Dividend Tax, what do neighbouring countries pay?
The new government aims to reduce the dividend tax from 15% to 0% as from 2019.
An overview of currently applicable general dividend tax rates in EU countries.
Finally, the topic of pensions, which has its own paragraph (2.2). It contains no fewer than twelve proposals/intentions, which could cause some confusion as the introduction to the paragraph states that the SER is examining the possibility of a personal pension capital combined with the preservation of collective risk-sharing, and that the SER will shortly issue an advisory report on this subject that the government will study—at least, that is my assumption. I believe that this is one of the most fundamental pension issues in the coming years. However, anyone who reads further will notice that the proposals and intentions are very general in nature, such as’ Conditional pension accrual remains a responsibility of the social partners’ and the statement that the government ‘devotes attention to transparency and control of implementation costs’. It is almost impossible to disagree with that.
“In the current pension system the poorly qualified pay for the highly qualified and the young pay for the old…”
“Well… so far it sounds like a fair system”

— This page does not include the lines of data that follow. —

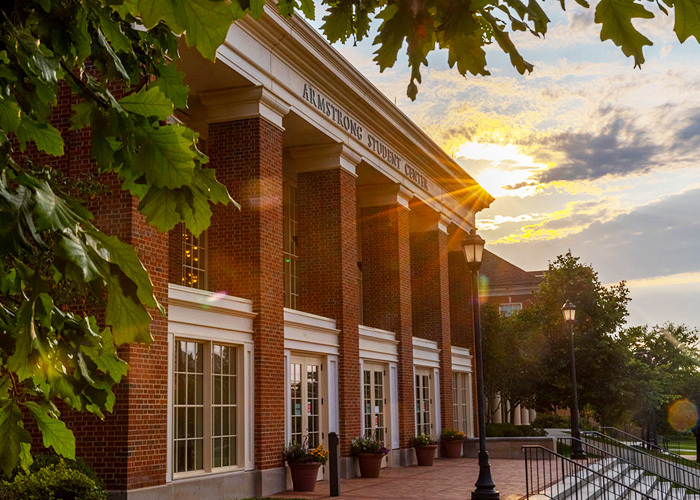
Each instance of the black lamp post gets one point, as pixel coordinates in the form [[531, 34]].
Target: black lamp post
[[473, 246], [577, 453]]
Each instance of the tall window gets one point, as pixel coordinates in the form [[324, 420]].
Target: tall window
[[194, 260], [461, 402], [205, 409], [289, 234], [424, 403]]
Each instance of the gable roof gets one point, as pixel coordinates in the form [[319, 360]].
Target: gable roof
[[502, 273]]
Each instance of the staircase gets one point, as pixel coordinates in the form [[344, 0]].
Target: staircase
[[600, 476]]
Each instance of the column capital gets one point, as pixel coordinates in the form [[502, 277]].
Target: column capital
[[324, 157], [243, 102], [377, 195]]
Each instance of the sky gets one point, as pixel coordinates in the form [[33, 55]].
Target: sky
[[586, 154]]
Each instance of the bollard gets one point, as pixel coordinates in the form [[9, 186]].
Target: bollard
[[333, 463]]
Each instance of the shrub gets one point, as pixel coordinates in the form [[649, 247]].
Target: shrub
[[421, 440], [551, 421], [369, 444], [452, 435], [57, 481]]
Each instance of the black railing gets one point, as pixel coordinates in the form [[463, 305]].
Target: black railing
[[637, 442], [551, 475], [659, 463], [653, 484]]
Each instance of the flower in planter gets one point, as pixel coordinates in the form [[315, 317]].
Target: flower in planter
[[301, 453], [368, 444], [421, 440], [452, 435]]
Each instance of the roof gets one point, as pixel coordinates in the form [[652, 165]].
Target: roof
[[502, 273]]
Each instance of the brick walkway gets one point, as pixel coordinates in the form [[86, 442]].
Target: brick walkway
[[448, 479]]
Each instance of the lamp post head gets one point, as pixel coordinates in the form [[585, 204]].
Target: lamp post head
[[473, 246], [569, 312]]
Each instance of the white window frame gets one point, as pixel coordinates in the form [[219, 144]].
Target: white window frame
[[241, 407]]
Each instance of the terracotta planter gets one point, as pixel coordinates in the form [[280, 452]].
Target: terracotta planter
[[304, 475], [453, 448], [425, 454], [370, 464]]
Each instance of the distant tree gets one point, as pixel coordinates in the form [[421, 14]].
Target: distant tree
[[661, 368], [507, 358], [600, 359]]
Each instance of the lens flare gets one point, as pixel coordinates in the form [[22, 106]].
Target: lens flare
[[683, 415]]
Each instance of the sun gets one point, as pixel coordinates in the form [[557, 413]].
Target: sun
[[510, 171]]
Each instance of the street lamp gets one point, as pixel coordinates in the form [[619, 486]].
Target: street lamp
[[473, 246], [577, 453]]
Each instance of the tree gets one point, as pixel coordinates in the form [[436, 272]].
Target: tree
[[600, 312], [508, 356], [662, 367]]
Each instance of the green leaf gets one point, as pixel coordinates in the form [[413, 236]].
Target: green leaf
[[46, 136], [172, 83], [129, 320], [204, 22], [12, 436], [160, 208], [165, 156], [53, 431], [124, 256], [616, 16], [148, 102], [687, 21]]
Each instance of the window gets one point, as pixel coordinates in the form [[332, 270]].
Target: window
[[306, 400], [374, 401], [194, 260], [205, 408], [424, 403], [289, 235], [461, 402], [509, 309]]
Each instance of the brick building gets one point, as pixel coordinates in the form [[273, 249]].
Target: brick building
[[511, 289], [336, 300]]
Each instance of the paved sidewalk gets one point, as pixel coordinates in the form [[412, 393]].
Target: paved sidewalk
[[448, 479]]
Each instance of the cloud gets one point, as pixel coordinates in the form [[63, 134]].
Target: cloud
[[619, 148]]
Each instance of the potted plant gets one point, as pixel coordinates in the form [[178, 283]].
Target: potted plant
[[369, 452], [452, 442], [425, 447], [304, 463]]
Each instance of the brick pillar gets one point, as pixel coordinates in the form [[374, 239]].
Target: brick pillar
[[431, 296], [461, 314], [386, 284], [128, 449], [245, 260], [328, 274]]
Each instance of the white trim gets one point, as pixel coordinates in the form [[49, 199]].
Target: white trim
[[461, 359], [310, 333], [333, 395], [436, 399], [425, 353], [378, 345], [394, 398]]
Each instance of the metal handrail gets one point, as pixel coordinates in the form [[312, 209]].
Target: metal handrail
[[594, 452], [555, 476], [652, 446], [664, 465]]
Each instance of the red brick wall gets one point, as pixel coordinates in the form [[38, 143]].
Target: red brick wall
[[386, 288], [328, 276], [128, 448], [245, 260], [431, 306]]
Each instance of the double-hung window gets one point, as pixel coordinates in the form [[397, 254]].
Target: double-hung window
[[206, 406]]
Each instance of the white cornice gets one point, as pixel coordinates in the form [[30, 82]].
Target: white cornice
[[239, 103]]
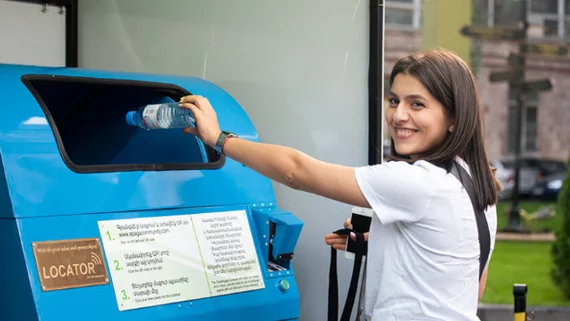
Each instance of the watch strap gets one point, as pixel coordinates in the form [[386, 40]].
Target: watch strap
[[224, 135]]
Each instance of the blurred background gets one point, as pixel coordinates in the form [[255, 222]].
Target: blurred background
[[305, 72], [486, 33]]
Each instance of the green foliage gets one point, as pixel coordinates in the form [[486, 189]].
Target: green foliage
[[561, 247]]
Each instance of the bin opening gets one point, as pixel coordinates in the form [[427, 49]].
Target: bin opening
[[87, 116]]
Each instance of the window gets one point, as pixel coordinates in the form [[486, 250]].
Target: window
[[529, 126], [547, 19], [403, 14], [530, 130], [507, 13]]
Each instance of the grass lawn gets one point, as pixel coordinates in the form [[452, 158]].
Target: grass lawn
[[522, 262], [531, 207]]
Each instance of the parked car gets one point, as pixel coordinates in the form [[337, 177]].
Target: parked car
[[532, 170], [549, 187]]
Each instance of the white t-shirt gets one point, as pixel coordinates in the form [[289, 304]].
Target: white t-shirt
[[423, 250]]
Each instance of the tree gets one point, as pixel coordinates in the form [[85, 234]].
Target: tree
[[561, 247]]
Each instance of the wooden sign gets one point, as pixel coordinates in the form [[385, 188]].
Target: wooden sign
[[545, 49], [70, 263]]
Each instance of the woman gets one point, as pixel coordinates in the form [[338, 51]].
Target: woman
[[423, 257]]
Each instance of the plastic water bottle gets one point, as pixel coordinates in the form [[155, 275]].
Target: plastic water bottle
[[161, 116]]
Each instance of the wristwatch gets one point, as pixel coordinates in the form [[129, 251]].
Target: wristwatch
[[224, 135]]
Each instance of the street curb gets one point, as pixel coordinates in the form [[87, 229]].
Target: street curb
[[502, 312], [542, 237]]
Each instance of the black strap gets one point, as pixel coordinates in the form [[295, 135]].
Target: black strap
[[482, 227], [360, 250]]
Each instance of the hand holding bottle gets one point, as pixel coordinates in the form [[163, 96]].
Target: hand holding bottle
[[207, 127]]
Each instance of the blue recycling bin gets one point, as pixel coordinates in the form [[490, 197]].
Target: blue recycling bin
[[103, 221]]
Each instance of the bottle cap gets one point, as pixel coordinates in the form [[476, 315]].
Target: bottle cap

The coalition agreement thus offers something for everyone. There is no ‘great story’, which with four different parties—two collectivist, two individualistic, two liberal, two conservative—is not surprising. The coalition agreement does, however, show that the parties have listened and that they recognise the bottlenecks in various areas that affect the daily lives of many people, and I believe that that’s a plus point. We’ll continue to closely follow legislative initiatives in the area of employment and enterprise with great interest.